The impact of 5 coronary devices on plaque sizes by intravascular ultrasound have been compared previously: (Absorb BVS eluting scaffold vs Absorb BVS 1.0 and 1.1; everolimus eluting metallic stent vs Xience V; bare metal stent vs Vision, and paclitaxel-eluting metallic stent vs Taxus).20 At 6 months of follow-up, all devices induced an increase in the total plaque area but Vision and Taxus induced larger increases than the other devices (Absorb BVS [1.0 and 1.1] and Xience V), (P = .0002). The comparison at the 2-year follow-up showed that Absorb BVS 1.1 had a larger increase from post-procedure in total plaque compared with Absorb BVS 1.0, Xience V and Taxus (P = .0499). However, in Absorb BVS 1.1, total plaque showed a reduction of 2.2% from 1 to 3 years. Taxus showed a 9% increase in vessel area, which was much larger than that of Absorb BVS, Xience V or Vision. In addition, Haude et al25 have shown that the DREAMS (drug-eluting absorbable magnesium scaffold) showed a vessel area reduction at 6 months and even more between 6 months and 12 months. These observations highlight the fact that the vessel wall response varies according to the device design. At this point, it is not possible to fully understand whether it is the drug, the polymer, or the constituents of the back bone (metal vs polymer) that play the most determinant role in triggering these changes. However, permanent devices hinder any further reduction of plaque size by lastingly staying in the vessel wall. On the other hand, bioresorbable scaffolds are designed to provide temporary scaffolding of the coronary vessel wall, effectively inhibit neointima formation (by eluting everolimus), and also prevent late complications such as stent thrombosis by their disappearance.

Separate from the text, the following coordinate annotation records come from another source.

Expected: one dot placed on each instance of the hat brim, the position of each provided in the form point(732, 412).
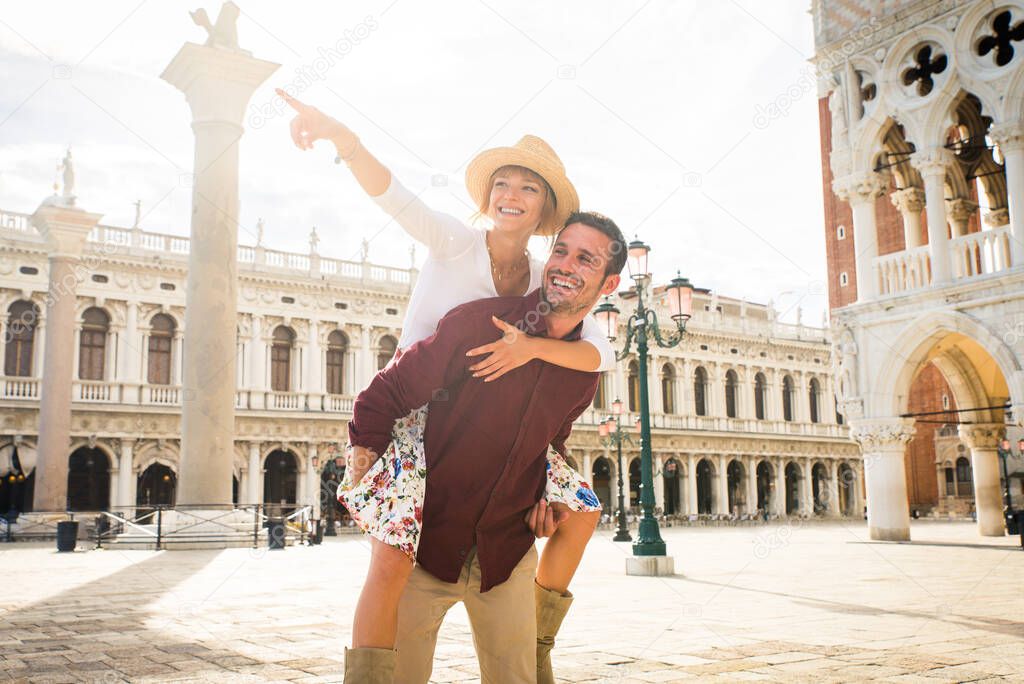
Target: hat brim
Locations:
point(480, 170)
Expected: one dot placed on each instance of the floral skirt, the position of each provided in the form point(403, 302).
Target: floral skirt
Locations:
point(387, 503)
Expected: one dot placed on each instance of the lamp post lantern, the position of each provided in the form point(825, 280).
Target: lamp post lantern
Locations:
point(641, 327)
point(612, 433)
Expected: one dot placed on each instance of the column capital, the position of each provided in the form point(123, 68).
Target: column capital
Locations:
point(961, 209)
point(862, 187)
point(875, 434)
point(1009, 135)
point(983, 435)
point(64, 228)
point(933, 161)
point(908, 200)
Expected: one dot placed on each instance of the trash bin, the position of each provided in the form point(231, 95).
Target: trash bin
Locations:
point(67, 536)
point(275, 533)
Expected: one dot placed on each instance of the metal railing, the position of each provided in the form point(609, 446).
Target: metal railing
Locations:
point(161, 526)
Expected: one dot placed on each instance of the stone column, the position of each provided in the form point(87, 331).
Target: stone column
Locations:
point(314, 373)
point(778, 493)
point(960, 212)
point(861, 191)
point(752, 484)
point(834, 509)
point(983, 439)
point(691, 483)
point(722, 505)
point(126, 471)
point(255, 474)
point(217, 83)
point(658, 466)
point(65, 228)
point(883, 441)
point(131, 355)
point(1010, 137)
point(909, 202)
point(933, 164)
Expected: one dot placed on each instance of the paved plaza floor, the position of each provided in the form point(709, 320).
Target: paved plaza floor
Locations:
point(802, 602)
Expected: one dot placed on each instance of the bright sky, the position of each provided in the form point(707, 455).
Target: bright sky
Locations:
point(655, 108)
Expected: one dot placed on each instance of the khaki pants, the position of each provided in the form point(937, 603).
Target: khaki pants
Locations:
point(503, 621)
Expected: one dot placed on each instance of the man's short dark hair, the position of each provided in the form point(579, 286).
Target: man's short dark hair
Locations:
point(614, 260)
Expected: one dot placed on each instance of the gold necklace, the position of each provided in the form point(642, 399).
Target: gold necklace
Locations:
point(516, 267)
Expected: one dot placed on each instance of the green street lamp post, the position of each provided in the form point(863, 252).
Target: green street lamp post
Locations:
point(642, 326)
point(611, 433)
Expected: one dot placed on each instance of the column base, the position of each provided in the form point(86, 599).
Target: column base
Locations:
point(889, 533)
point(650, 566)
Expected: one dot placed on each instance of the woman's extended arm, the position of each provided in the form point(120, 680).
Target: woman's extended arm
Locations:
point(593, 352)
point(444, 236)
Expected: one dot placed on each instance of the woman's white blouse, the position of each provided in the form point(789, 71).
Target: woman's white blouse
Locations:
point(457, 269)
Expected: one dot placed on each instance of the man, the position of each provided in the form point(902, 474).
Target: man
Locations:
point(485, 445)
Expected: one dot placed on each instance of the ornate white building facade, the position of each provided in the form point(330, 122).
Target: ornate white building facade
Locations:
point(743, 411)
point(923, 138)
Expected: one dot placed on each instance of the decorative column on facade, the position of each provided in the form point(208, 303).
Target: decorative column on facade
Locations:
point(960, 212)
point(752, 483)
point(778, 492)
point(314, 373)
point(255, 478)
point(658, 466)
point(933, 164)
point(909, 202)
point(691, 483)
point(722, 485)
point(983, 439)
point(257, 370)
point(131, 355)
point(217, 82)
point(883, 441)
point(126, 473)
point(65, 228)
point(834, 508)
point(861, 191)
point(1010, 138)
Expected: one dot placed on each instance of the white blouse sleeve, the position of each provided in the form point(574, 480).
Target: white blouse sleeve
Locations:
point(592, 333)
point(442, 233)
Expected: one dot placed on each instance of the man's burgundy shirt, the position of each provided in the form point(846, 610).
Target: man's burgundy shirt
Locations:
point(486, 442)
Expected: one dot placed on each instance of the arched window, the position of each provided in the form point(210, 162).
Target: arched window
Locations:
point(159, 348)
point(700, 391)
point(669, 388)
point(386, 350)
point(760, 395)
point(731, 385)
point(22, 318)
point(601, 396)
point(281, 358)
point(337, 347)
point(787, 398)
point(813, 392)
point(633, 382)
point(92, 344)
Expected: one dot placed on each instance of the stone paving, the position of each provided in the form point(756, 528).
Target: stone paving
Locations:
point(796, 603)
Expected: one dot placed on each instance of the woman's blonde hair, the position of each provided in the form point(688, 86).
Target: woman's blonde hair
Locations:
point(550, 201)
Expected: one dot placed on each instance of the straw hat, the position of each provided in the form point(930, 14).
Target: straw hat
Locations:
point(536, 155)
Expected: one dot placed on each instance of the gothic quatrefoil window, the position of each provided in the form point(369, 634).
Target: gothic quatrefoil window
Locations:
point(866, 90)
point(928, 62)
point(1001, 40)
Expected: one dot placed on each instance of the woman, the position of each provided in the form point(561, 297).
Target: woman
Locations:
point(523, 190)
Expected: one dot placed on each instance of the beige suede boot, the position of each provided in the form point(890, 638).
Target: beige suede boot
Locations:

In addition to the plaque burden reduction, it has been hypothesized that Absorb BVS may seal thin-cap fibroatheromas, which are lipid core plaques covered by a thin fibrous cap (< 65μm).26 An optical coherence tomography study has shown that 1 year after Absorb BVS implantation there is formation of symmetric neo-tissue with a mean thickness of 220μm.26 As the device is completely degraded, this may therefore favor the use of a bioresorbable device for the treatment of thin-cap fibroatheromas. Furthermore, preclinical studies have demonstrated that the main component of the neointima following Absorb BVS implantation is fibrous tissue, whereas fibrin and granulomatous cells are infrequent at long-term follow-up.27

Finally, the present study documents the longest noninvasive assessment after Absorb BVS implantation and demonstrates the feasibility of MSCT in following up patients with bioresorbable polymeric devices and quantifying the atherosclerotic burden throughout the coronary tree.

Limitations

The present study is a retrospective analysis that assessed patients in a first-in-human trial, including patients with low clinical and anatomical complexity. Our results should be considered as hypothesis-generating, given the small sample size herewith described, which does not allow a definitive statement that Absorb BVS should be used as a standard therapy for plaque regression. Additionally, progression/regression studies have shown that that the larger the percent atheroma volume at baseline, the higher the chance of regression. This finding may have the potential to influence the more pronounced regression at scaffolded segments. The ongoing Multicentre Prospective Natural History Study Using Multimodality Imaging in Patients With Acute Coronary Syndromes (PROSPECT ABSORB trial; ClinicalTrials.gov Identifier: NCT02171065) will examine whether the treatment of lesions with plaque burden ≥ 70% with the Absorb BVS plus optimal medical therapy safely increases the minimal lumen diameter at 2 years compared with optimal medical treatment alone and may add further evidence in this regard.

CONCLUSIONS

In this small series, Absorb BVS showed the potential to provide an additional benefit to pharmacological therapy in locally reducing the progression of the percent plaque burden. These findings should be confirmed in larger studies.

FUNDING

The Absorb Cohort A trial was sponsored by Abbott Vascular (Santa Clara, California, United States).

CONFLICTS OF INTEREST

S. Veldhof is full-time employee of Abbott Vascular, Diegem, Belgium.